You may also like...

5 Responses

  1. Brett Bellmore says:

    “Fourth, while money is used to finance speech, money is not speech. ”

    Yeah, but try publishing a newspaper if you can’t buy paper and ink. What a tool Stevens is. He wants to give the government the power to censor political speech, and pretend he isn’t.

  2. mls says:

    By the logic of Stevens’s game-playing analogy, Congress could forbid election related speech by anyone other than an authorized “player” in the election. Indeed, it sounds like he would favor such a scheme.

  3. Joe says:

    Stevens notes that money “should not receive the same constitutional protection as speech itself” — so maybe before we call him a “tool,” the whole nature of the statement should be recognized. His argument is that it is not directly speech, so it should not get “the same” protection. This doesn’t mean he is ignorant that money is needed in various ways for speech to occur etc. He doesn’t “deny” that he wants to regulate speech. Speech is “regulated” (“censored”) in various ways. The USSC, as Stevens noted, upheld a limit on foreign contributions. Brett et. al. might think this is rank censorship, but that is what it did — after Citizens United.

    The second comment also goes off the rails trying to push Stevens’ logic (this from someone who thinks he is wrong to some extent here) farther than it really goes. The use of “election related speech” provides the specter — which is a tad absurd — that Stevens thinks the government can block some foreigner writing an op-ed about an election. His concern here is thinks like money though it’s quite well accepted that citizenship can also be a limit on voting or running for office. But, “speech” itself is still allowed there. Non-citizens are “authorized players” to some extent.


    When the Supreme Court (erroneously) declared that flag burning was protected speech and President George H.W. Bush urged a Constitutional amendment to change that error, the Left got into a collective hissy-fit about “the first time a Constitutional amendment would take away freedom granted in the Bill of Rights!” But being able to influence political decision-making in a real world–in a world in which politics costs money and getting your message out costs money (I live in New Jersey–try putting out your political view in the New York and Philadelphia markets if you want to see what money can buy)–this, a core value of the First Amendment, is precisely what the Left (with Justice Stevens a willing collaborator) is ready to eviscerate and disembowel.

  5. Mike Stern says:

    Joe- this is what Stevens said: “Elections are contests between rival candidates for public office. Like rules that govern athletic contests or adversary litigation, those rules should create a level playing field. The interest in creating a level playing field justifies regulation of campaign speech that does not apply to speech about general issues that is not designed to affect the outcome of elections. The rules should give rival candidates – irrespective of their party and incumbency status – an equal opportunity to persuade citizens to vote for them.
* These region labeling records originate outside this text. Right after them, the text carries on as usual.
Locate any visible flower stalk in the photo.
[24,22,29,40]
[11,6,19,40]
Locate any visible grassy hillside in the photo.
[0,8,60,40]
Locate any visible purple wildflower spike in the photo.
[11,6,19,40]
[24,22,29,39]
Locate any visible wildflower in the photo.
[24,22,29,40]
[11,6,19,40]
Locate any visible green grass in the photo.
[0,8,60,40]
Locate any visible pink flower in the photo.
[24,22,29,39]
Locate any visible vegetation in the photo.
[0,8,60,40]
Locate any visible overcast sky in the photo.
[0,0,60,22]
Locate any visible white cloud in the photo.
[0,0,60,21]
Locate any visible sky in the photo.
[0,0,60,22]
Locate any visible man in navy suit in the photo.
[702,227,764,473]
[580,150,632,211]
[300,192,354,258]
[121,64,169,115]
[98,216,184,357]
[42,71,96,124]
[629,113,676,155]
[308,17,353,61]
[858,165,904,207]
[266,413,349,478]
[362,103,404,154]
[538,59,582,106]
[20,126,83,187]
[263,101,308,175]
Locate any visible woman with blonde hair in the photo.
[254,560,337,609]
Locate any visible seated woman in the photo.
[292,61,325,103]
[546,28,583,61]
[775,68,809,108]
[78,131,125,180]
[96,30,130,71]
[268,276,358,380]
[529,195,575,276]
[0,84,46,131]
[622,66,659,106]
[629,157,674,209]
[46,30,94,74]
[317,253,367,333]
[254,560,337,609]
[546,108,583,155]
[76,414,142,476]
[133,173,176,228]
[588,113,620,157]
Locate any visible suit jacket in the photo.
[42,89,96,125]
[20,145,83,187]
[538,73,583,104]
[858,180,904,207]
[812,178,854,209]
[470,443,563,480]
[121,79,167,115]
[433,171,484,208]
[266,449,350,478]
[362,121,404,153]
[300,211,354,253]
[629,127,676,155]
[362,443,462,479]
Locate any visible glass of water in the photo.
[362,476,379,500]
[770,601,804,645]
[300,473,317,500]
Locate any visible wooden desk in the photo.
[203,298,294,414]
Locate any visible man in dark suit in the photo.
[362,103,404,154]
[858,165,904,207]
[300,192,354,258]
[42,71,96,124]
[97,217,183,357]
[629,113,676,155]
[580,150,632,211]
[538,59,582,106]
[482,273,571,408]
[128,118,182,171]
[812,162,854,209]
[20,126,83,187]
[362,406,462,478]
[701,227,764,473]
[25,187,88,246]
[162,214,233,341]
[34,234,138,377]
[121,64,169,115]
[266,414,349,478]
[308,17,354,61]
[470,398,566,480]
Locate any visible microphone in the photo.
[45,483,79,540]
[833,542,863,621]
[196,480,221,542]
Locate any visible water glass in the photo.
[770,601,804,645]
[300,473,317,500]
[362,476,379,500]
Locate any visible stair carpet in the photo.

Just as procedures in contested litigation regulate speech in order to give adversary parties a fair and equal opportunity to persuade the decision-maker to rule in their favor, rules regulating political campaigns should have the same objective. In elections, the decision-makers are voters, not judges or jurors, but that does not change the imperative for equality of opportunity.”

    That sure sounds to me like he thinks elections can be regulated the same way as a court proceeding, with strict limits on who can address the “jury” (voters), when they can address them and what they are allowed to say. No doubt Stevens would not take this analogy so far as to suggest that individual citizens need to get permission before they speak to their neighbors about an election, but it is not clear that he has any principled reason for drawing such a distinction. If Congress could establish an evidentiary record that allowing individual citizens to speak about an election risks making it “unequal” (say because the rich and famous have an unfair advantage in communicating their views), Stevens’s amendment would arguably allow it to do so.

    His testimony also betrays the insubstantiality of the “money/speech” distinction. The analogy to litigation illustrates the distinction is meaningless (the rules of a courtroom are focused on speech, not money). Moreover, our experience as lawyers tells us that it is relatively easy to interpret all human activity as involving the expenditure of money in some way (think of the Interstate Commerce Clause). If I send an email, I am spending a tiny bit of money. If I knock on doors, I am wearing out shoe leather that will have to be replaced. My time itself can be viewed as an in-kind contribution (time is money).

    The language of the proposed amendment plus Stevens’s justification for it would justify virtually any limitation on election-related speech, including those ones clearly designed to protect incumbents.